Griffin has made groundbreaking contributions in the study of Alzheimer’s disease and other neurodegenerative conditions. Her pioneering work includes discovery of a type of inflammation in the brains of Alzheimer’s patients. Griffin went on to show how this inflammation contributes to the formation of amyloid plaques, neurofibrillary tangles, and Lewy bodies in the brains of persons with Alzheimer’s and Parkinson’s disease. She also found connections of these inflammation-related events to genetic differences that confer greater risk of the disease in certain individuals.

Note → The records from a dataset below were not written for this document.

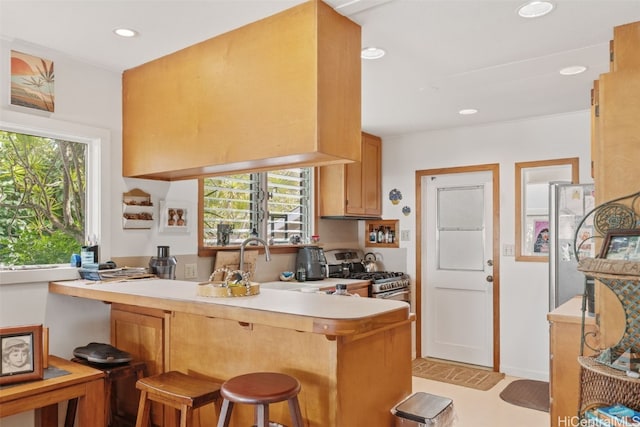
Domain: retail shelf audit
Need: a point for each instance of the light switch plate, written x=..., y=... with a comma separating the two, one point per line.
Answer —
x=190, y=271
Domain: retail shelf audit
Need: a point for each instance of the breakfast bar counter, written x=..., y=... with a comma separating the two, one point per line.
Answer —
x=352, y=355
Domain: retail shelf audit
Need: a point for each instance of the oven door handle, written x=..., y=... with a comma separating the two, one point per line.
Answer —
x=394, y=294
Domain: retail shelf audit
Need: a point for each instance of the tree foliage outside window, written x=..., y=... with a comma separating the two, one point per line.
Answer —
x=276, y=204
x=42, y=199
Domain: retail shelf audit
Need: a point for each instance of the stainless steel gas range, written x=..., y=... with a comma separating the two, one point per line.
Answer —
x=349, y=264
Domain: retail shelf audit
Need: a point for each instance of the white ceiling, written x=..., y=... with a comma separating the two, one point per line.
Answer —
x=442, y=55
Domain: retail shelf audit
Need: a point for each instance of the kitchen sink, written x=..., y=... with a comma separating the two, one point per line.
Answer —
x=291, y=286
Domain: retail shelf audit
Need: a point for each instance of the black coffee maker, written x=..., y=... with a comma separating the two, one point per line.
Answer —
x=163, y=265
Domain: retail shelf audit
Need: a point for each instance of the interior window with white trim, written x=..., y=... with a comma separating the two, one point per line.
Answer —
x=43, y=200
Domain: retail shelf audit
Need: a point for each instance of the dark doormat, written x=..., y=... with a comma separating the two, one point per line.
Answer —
x=455, y=373
x=530, y=394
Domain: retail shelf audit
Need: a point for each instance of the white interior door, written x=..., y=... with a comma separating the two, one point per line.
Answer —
x=457, y=299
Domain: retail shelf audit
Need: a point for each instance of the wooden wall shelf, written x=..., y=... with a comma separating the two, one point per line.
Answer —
x=390, y=227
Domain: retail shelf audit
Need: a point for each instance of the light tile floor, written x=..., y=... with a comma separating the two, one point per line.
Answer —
x=476, y=408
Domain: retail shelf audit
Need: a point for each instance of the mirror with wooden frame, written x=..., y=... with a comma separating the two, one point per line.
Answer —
x=532, y=204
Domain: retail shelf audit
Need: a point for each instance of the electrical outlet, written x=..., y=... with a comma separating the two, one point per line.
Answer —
x=190, y=271
x=508, y=249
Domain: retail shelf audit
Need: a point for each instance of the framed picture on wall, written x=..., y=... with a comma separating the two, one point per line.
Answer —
x=622, y=245
x=32, y=82
x=21, y=353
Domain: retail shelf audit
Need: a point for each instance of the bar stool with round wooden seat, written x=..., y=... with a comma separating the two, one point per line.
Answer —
x=177, y=390
x=260, y=389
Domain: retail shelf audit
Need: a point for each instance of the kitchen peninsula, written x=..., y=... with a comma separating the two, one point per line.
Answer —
x=351, y=355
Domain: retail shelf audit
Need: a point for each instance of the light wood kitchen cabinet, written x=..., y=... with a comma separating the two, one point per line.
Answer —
x=565, y=325
x=354, y=189
x=264, y=96
x=141, y=332
x=615, y=146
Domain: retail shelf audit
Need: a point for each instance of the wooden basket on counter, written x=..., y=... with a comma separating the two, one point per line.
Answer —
x=230, y=286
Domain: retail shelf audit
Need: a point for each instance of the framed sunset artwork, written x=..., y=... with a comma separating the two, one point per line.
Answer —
x=32, y=82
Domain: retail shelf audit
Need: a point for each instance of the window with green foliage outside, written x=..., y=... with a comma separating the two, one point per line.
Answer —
x=275, y=204
x=42, y=199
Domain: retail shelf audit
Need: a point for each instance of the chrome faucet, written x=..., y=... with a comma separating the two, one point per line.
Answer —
x=267, y=254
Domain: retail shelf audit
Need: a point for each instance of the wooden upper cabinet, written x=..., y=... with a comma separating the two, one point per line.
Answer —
x=615, y=127
x=284, y=91
x=354, y=189
x=595, y=107
x=616, y=150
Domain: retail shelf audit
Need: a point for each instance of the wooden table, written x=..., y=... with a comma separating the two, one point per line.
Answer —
x=82, y=382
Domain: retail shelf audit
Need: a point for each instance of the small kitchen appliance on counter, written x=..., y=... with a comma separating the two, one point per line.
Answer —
x=311, y=259
x=350, y=264
x=163, y=265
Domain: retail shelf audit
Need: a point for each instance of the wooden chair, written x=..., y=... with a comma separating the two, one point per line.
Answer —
x=177, y=390
x=260, y=389
x=113, y=373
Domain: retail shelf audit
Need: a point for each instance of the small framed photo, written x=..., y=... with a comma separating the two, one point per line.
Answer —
x=621, y=245
x=541, y=236
x=21, y=353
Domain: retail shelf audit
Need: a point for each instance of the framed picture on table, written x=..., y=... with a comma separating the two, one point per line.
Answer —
x=21, y=353
x=622, y=245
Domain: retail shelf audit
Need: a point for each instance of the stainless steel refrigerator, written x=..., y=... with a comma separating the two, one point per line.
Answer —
x=568, y=205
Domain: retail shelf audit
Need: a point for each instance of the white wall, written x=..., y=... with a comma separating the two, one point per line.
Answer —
x=523, y=285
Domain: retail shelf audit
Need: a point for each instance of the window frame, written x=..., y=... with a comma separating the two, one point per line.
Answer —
x=208, y=251
x=98, y=189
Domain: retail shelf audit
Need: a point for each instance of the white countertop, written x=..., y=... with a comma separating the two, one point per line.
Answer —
x=320, y=285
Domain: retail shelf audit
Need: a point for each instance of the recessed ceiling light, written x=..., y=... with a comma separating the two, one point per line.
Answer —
x=535, y=9
x=372, y=53
x=573, y=70
x=125, y=32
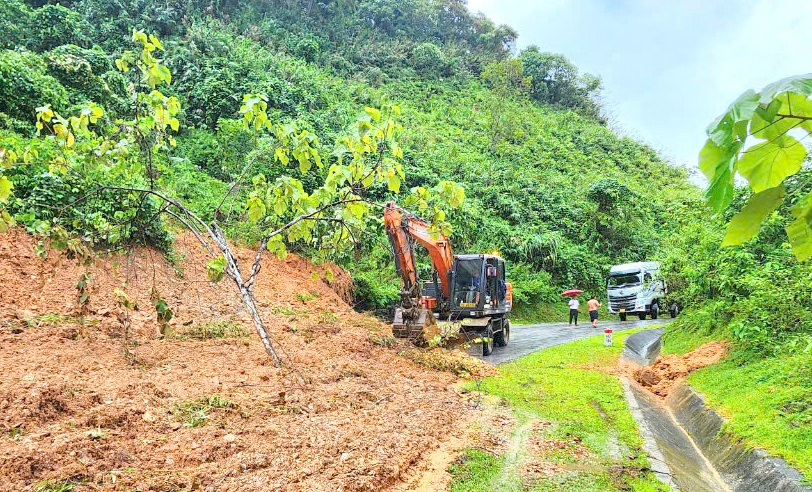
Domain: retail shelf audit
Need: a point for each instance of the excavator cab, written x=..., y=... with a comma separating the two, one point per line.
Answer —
x=479, y=287
x=470, y=289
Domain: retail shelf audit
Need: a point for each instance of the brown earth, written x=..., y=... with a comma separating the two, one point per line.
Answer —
x=81, y=403
x=669, y=371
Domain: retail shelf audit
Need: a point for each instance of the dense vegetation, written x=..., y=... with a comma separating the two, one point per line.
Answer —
x=559, y=194
x=548, y=184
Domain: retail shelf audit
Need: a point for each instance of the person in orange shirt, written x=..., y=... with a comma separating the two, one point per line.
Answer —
x=593, y=306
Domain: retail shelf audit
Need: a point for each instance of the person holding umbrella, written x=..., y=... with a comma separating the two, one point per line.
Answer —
x=592, y=305
x=574, y=304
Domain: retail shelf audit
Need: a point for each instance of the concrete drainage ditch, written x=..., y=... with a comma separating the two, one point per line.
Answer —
x=684, y=441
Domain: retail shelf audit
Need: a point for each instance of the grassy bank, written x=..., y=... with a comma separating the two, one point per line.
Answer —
x=573, y=429
x=767, y=402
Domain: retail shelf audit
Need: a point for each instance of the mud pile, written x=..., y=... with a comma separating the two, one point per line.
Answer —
x=668, y=371
x=83, y=404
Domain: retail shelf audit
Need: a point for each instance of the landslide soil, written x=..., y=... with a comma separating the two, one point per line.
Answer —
x=81, y=403
x=669, y=371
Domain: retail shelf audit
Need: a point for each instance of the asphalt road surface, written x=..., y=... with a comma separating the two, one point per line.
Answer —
x=526, y=339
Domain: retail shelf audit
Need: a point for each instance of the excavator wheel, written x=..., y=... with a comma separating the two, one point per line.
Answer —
x=419, y=329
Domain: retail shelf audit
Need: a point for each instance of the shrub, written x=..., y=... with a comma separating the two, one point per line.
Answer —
x=27, y=85
x=429, y=60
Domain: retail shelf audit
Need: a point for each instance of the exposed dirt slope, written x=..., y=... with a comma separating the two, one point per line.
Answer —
x=669, y=371
x=78, y=403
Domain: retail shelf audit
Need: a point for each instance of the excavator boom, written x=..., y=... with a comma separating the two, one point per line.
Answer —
x=414, y=319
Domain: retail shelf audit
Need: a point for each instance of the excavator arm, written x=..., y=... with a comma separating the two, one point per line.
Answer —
x=415, y=318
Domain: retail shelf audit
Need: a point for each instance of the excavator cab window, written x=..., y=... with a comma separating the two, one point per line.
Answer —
x=493, y=281
x=468, y=283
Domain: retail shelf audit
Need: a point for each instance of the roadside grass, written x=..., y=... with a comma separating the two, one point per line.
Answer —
x=195, y=412
x=585, y=421
x=767, y=403
x=213, y=330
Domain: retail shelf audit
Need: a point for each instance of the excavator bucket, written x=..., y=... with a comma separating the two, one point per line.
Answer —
x=416, y=324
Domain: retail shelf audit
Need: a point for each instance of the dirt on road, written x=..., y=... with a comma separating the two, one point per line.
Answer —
x=83, y=404
x=669, y=371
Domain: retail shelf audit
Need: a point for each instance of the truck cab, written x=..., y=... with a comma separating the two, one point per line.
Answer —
x=636, y=289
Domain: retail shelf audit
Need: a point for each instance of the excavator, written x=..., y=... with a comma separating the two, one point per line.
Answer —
x=469, y=289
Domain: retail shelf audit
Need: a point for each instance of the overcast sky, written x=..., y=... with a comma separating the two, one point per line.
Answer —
x=668, y=67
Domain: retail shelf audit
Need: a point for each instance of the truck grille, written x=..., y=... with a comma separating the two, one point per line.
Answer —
x=622, y=302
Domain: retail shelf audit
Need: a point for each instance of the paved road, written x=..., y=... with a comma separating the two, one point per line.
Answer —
x=526, y=339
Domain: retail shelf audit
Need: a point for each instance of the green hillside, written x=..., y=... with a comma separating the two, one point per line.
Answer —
x=548, y=184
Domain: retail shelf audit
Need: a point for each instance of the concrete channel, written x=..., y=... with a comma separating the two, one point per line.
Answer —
x=685, y=442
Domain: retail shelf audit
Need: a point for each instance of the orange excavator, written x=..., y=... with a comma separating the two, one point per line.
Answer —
x=469, y=289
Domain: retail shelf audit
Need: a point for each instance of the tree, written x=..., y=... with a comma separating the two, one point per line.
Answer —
x=506, y=80
x=556, y=81
x=759, y=138
x=328, y=217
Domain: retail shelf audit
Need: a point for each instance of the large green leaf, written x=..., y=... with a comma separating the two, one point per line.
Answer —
x=5, y=189
x=744, y=225
x=767, y=164
x=732, y=124
x=799, y=84
x=717, y=164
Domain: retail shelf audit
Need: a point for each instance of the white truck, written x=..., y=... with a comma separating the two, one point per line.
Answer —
x=638, y=289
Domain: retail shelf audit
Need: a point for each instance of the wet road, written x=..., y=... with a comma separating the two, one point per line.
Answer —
x=526, y=339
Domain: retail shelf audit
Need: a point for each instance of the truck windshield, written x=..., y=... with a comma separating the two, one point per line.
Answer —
x=622, y=279
x=467, y=281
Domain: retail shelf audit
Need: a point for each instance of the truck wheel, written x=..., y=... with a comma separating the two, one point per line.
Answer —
x=487, y=345
x=501, y=337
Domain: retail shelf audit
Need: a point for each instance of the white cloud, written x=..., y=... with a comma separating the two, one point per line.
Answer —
x=669, y=68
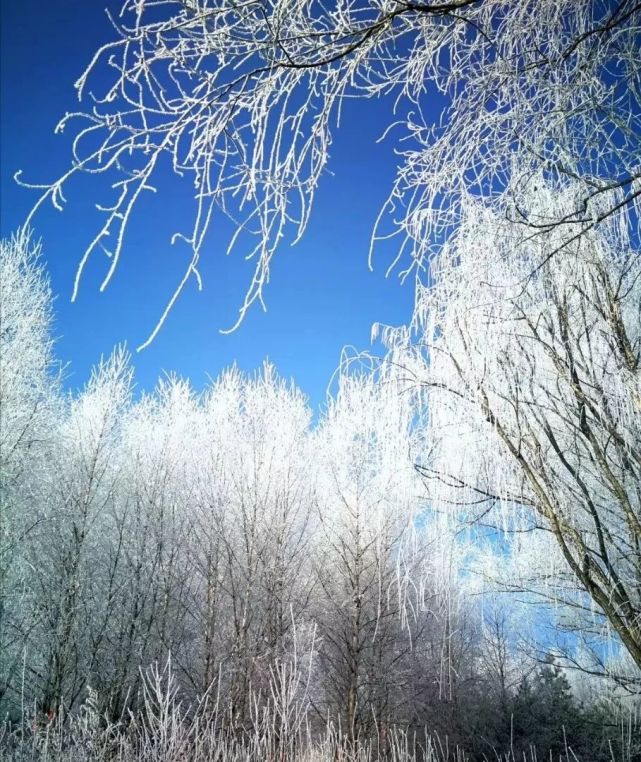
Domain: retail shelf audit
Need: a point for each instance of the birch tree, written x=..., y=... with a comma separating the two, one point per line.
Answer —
x=366, y=502
x=29, y=405
x=243, y=101
x=529, y=366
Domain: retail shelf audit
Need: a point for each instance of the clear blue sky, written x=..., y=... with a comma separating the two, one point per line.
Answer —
x=321, y=296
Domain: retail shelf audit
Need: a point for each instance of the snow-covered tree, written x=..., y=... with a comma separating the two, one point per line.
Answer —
x=29, y=405
x=529, y=366
x=366, y=503
x=243, y=100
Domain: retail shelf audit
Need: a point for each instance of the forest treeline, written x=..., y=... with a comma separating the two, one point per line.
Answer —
x=279, y=564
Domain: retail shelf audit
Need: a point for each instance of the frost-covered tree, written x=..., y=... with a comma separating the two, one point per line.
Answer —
x=366, y=503
x=529, y=366
x=243, y=99
x=252, y=514
x=29, y=404
x=68, y=577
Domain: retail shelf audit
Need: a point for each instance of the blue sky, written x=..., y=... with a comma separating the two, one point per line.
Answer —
x=321, y=296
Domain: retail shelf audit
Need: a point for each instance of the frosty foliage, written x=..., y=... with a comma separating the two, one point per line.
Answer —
x=243, y=99
x=529, y=367
x=299, y=580
x=25, y=352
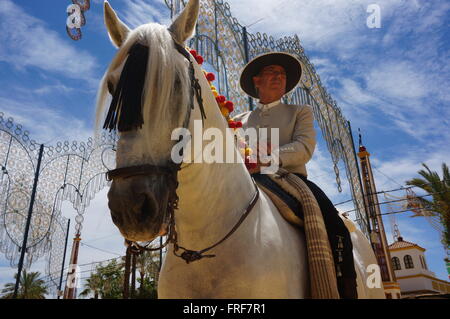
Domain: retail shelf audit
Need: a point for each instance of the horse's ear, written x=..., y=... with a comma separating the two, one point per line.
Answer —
x=183, y=27
x=117, y=30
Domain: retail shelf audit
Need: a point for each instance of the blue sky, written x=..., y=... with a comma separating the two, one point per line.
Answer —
x=392, y=82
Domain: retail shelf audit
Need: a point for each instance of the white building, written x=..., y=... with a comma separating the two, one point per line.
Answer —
x=411, y=270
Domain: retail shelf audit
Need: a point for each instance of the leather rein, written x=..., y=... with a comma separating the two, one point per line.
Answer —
x=171, y=171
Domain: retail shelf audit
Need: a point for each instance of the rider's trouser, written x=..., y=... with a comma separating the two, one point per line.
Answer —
x=338, y=235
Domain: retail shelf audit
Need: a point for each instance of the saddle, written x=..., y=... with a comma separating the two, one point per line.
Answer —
x=320, y=258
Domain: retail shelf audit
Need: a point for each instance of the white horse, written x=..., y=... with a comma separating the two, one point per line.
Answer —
x=266, y=256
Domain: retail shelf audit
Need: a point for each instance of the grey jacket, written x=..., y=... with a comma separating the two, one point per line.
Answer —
x=296, y=130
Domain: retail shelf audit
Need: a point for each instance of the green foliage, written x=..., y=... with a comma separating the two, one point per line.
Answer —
x=107, y=281
x=440, y=191
x=30, y=287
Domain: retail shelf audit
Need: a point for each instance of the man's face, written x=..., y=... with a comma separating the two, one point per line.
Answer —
x=271, y=82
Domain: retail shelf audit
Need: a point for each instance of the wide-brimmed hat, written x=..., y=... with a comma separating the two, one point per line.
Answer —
x=291, y=65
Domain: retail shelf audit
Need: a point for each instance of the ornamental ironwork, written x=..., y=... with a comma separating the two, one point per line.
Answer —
x=69, y=171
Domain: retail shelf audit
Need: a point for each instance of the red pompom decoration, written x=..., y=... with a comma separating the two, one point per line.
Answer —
x=194, y=53
x=199, y=59
x=220, y=99
x=248, y=164
x=210, y=77
x=230, y=106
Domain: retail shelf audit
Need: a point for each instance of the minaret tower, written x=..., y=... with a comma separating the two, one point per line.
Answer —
x=378, y=235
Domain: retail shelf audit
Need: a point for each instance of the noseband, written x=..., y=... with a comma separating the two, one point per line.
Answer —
x=171, y=171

Also on the research team are Steve Barger, Ph.D., Professor in the Departments of Geriatrics, Neurobiology & Developmental Sciences, and Internal Medicine; Peter Crooks, Pharm. D., Chair of the Department of Pharmaceutical Sciences in the College of Pharmacy and an Arkansas Research Alliance Scholar; and Robert Shmookler Reis, D.Phil., Professor in the Departments of Geriatrics, Biochemistry/Molecular Biology, and Pharmacology/Toxicology.
“It’s a big collaborative grant, and the work each of us is doing melds together so well,” Griffin said. “It’s all directed at discovering how Alzheimer’s disease works, the genetics that factors into that and the metabolic aspects of people’s lives. The grant will foster collaboration between us and the clinical faculty that will allow us to work toward drug trials.”